Recombinantly produced proteins are indispensable tools for medical applications. Since the majority of them are glycoproteins, their N -glycosylation profiles are major determinants for their activity, structural properties and safety. For therapeutical applications, a glycosylation pattern adapted to product and treatment requirements is advantageous. Physcomitrium patens (Physcomitrella, moss) is able to perform highly homogeneous complex-type N -glycosylation. Additionally, it has been glyco-engineered to eliminate plant-specific sugar residues by knock-out of the β1,2-xylosyltransferase and α1,3-fucosyltransferase genes (Δxt/ft). Furthermore, Physcomitrella meets wide-ranging biopharmaceutical requirements such as GMP compliance, product safety, scalability and outstanding possibilities for precise genome engineering.
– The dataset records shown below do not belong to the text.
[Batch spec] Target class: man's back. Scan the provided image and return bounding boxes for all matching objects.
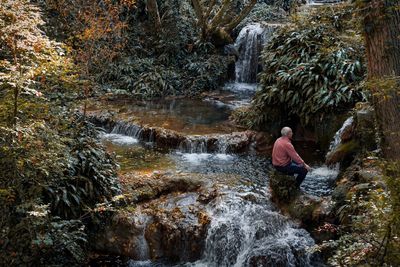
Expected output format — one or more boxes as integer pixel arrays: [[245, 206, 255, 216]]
[[272, 136, 304, 166]]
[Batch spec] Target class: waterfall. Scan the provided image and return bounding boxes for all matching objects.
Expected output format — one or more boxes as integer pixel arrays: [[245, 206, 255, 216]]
[[111, 122, 142, 140], [307, 0, 342, 5], [179, 136, 208, 153], [328, 116, 353, 154], [186, 188, 314, 267], [235, 23, 276, 83]]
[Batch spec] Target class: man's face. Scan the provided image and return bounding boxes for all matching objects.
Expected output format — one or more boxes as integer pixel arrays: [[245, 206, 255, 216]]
[[287, 130, 293, 139]]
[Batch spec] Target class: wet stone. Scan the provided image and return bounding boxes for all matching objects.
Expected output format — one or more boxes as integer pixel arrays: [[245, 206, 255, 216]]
[[269, 171, 299, 203]]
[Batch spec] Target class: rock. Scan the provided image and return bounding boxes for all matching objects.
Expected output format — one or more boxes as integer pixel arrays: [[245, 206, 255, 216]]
[[90, 193, 211, 262], [326, 140, 360, 166], [269, 171, 299, 203], [288, 194, 322, 227], [332, 184, 350, 205], [340, 123, 354, 143], [355, 106, 377, 151], [353, 169, 380, 183], [351, 183, 372, 194]]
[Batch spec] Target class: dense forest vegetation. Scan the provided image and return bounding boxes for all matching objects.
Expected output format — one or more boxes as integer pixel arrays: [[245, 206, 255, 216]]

However, all plants, in contrast to mammals, lack the capability to perform N -glycan sialylation. Since sialic acids are a common terminal modification on human N- glycans, the property to perform N -glycan sialylation is highly desired within the plant-based biopharmaceutical sector. In this study, we present the successful achievement of protein N -glycan sialylation in stably transformed Physcomitrella. The sialylation ability was achieved in a Δxt/ft moss line by stable expression of seven mammalian coding sequences combined with targeted organelle-specific localization of the encoded enzymes responsible for the generation of β1,4-galactosylated acceptor N -glycans as well as the synthesis, activation, transport and transfer of sialic acid. Production of free (Neu5Ac) and activated (CMP-Neu5Ac) sialic acid was proven. The glycosidic anchor for the attachment of terminal sialic acid was generated by the introduction of a chimeric human β1,4-galactosyltransferase gene under the simultaneous knock-out of the gene encoding the endogenous β1,3-galactosyltransferase. Functional complex-type N- glycan sialylation was confirmed via mass spectrometric analysis of a stably co-expressed recombinant human protein.